Whether the Wyoming Game and Fish Department overhauls the feeding system or merely tweaks it will depend, in part, on whether parties influential to wildlife policy buy into the proposed changes. At least one of those parties — big-game outfitters — is going into the process with an open mind, and will even consider supporting feedground closures under certain conditions. 

“We’re going to work really hard to make sure that all the residents of the state of Wyoming know what the herd objectives are right now, and we are going to require the Game and Fish to maintain those,” said Sy Gilliland, past president of the Wyoming Outfitters and Guides Association. “That said, if the herd objectives are maintained and protected, whatever happens with the feedgrounds is kind of a moot point.” 

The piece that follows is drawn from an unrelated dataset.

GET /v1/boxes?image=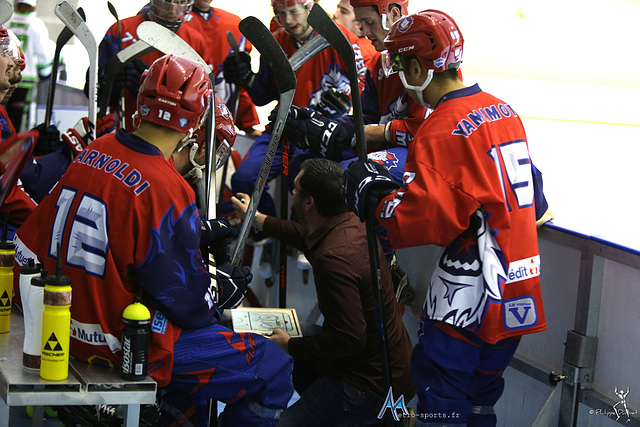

Gilliland said he’s open to multiple scenarios. Continuing with the elk feedgrounds could gain his favor, he said. But so could securing new winter range habitat that would enable feedgrounds to be closed. 

“Whatever they come up with,” Gilliland said. “The key is to maintain the same number of elk on the landscape that we have now.” 

The front end of a herd of 2,000 to 3,000 elk moves toward the rumble of a tractor plowing roads in January 2022 on the National Elk Refuge. The elk moved toward the tractor because they mistook it for a feeding truck. (Mike Koshmrl/WyoFile)

Wildlife biologists who know the herds best and are most familiar with a grave threat to wild ungulates — chronic wasting disease — predict that ceasing feeding will chart the best course forward for the herds. Heeding the science is not a choice wildlife managers have the authority to make, however. Closing feedgrounds will also require buy-in from the governor and the Wyoming Livestock Board, due to a 2021 law. Additionally, Game and Fish’s new elk feedground management plan is structured in a way that inhibits top-down policy changes. 

“This entire plan and any kind of actions that we take will require public support,” said John Lund, regional supervisor for Wyoming Game and Fish’s Pinedale Region. 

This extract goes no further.